President of FIBA Asia

Personal details
- Born: 1 September 1959 (age 65) Bengaluru
- Political party: Indian National Congress

= K. Govindaraj =

Indian politician

Kempa Govindaraj is a politician and sports administrator from Karnataka, India. He is a member of the Karnataka Legislative Council, representing the Indian National Congress.

== Early life ==
Govindaraj hails from Bangalore. He played sports during his college days. He is a post graduate in political science and also did a diploma in public relations.

== Political career ==
Govindaraj began his political journey in 1999 contesting the Shivajinagar Assembly constituency as a candidate of the Indian National Congress. He lost the 1999 Karnataka Legislative Assembly Election losing to Katta Subramanya Naidu of BJP by a margin of 10,553 votes.

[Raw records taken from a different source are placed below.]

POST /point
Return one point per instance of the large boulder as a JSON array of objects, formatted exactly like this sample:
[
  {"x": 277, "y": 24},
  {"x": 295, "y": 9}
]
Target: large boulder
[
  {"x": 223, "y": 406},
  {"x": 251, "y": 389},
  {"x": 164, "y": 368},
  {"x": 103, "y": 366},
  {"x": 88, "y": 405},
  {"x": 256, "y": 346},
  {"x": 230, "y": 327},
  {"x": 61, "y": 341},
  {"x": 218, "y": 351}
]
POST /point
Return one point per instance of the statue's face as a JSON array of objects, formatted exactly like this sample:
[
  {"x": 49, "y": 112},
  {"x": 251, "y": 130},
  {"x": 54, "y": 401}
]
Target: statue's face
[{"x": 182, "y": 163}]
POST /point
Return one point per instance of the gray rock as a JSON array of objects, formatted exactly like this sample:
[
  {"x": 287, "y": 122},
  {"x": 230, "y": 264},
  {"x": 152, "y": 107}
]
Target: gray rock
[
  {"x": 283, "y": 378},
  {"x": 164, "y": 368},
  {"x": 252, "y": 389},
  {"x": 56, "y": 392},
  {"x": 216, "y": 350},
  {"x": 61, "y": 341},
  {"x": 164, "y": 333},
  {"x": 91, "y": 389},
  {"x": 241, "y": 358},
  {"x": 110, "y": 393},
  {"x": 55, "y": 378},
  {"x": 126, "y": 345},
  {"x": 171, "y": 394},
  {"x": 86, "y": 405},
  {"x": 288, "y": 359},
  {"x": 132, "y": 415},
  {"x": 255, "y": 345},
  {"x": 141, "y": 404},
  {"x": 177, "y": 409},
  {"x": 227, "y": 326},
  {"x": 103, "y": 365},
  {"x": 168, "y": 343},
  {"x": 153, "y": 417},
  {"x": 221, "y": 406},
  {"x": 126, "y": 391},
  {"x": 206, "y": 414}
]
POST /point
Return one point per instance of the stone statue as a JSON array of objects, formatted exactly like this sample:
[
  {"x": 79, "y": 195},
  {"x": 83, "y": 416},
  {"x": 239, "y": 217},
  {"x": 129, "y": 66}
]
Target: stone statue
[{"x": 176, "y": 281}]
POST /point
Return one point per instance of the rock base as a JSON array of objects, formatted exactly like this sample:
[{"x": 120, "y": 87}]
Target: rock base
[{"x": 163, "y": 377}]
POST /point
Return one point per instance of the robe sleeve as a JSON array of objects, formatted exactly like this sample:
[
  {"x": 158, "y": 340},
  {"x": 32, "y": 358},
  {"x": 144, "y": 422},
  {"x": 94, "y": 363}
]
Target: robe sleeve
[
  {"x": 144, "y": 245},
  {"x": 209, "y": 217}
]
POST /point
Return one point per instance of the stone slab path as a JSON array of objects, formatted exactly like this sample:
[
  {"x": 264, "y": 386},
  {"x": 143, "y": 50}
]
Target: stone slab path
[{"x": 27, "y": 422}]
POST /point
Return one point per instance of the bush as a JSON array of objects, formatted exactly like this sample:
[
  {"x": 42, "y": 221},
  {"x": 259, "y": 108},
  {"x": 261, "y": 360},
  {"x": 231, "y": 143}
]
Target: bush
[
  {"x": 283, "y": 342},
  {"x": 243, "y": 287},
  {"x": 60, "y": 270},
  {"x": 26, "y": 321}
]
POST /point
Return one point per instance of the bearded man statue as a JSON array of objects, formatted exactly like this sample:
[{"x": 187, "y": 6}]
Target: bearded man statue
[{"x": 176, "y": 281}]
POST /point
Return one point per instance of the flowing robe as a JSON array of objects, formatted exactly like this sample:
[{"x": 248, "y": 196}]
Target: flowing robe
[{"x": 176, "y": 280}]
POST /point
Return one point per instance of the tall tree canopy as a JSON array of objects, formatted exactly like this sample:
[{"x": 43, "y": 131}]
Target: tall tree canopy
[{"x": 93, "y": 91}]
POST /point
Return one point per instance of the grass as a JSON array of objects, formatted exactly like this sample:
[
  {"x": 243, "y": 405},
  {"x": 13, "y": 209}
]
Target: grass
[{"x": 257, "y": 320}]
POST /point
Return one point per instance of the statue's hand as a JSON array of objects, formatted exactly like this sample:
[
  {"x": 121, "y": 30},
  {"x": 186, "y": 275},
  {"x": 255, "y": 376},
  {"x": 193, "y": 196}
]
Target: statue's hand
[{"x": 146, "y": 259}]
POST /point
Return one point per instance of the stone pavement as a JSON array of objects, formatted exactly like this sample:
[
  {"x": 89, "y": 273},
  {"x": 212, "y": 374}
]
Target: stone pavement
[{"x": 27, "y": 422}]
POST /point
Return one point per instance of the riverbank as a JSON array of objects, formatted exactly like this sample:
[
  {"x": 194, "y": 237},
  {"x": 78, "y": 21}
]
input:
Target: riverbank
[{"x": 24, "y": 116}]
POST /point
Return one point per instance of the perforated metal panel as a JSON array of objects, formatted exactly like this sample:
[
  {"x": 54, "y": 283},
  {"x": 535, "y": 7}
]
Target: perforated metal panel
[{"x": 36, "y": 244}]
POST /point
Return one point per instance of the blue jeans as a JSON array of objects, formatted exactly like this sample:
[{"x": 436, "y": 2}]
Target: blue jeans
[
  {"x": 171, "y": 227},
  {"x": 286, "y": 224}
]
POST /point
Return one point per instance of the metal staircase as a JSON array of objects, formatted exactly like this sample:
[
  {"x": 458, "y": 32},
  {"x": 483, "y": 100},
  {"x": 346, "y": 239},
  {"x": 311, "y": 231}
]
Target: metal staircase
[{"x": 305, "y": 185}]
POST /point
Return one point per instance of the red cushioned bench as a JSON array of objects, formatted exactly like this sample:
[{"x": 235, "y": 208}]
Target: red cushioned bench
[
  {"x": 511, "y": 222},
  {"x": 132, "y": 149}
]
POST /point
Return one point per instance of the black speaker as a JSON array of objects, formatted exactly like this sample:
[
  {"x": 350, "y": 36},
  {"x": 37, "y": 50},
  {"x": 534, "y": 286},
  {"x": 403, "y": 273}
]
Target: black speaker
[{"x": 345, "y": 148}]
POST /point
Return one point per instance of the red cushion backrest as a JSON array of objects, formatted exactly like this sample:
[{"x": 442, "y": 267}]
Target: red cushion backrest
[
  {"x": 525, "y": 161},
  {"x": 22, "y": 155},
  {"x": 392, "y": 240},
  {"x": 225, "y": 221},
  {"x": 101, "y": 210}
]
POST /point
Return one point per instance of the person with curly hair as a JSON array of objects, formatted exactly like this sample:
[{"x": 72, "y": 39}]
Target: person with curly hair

He was first elected to the Legislative Assembly constituency in 2012. He served as the parliamentary secretary to the Chief Minister of Karnataka Siddaramaiah from 2015 to 2018. He is also the political secretary of Chief Minister Siddaramaiah again during the Congress government from 2023. He also held the position as Syndicate Member, Kuvempu University and government nominee on the board of directors of Bangalore Water Supply Sewage Board (BWSSB). In the late nineties, he served as an Officer on Special Duty in the Legislative Council for chairman D. B. Kalmakar. In February 2017, Income Tax department held a raid at his residence. He is reportedly close to the Congress Party leaders and is said to be one of the party's fund raisers.

== Career as sports administrator ==
Govindaraj is also serving as the as president of FIBA Asia from 2023 to 2027 on a rotation basis as a nominee of South Asian Basketball Association. Earlier, he also held the post of the president of the Basketball Federation of India from 2023 to 2024 and the Karnataka Olympic Association. The other roles he held as sports administrator include secretary, Karnataka State Basketball Association and member of Sports Authority of Karnataka. He was the selection committee member for Indian basketball teams during 2000 to 2007.

== Awards ==
- Karnataka State Dasara awardee for the best sports promoter in the year 1993.
- Indira Priyadarshini award for outstanding contribution to social service and sports, 2006.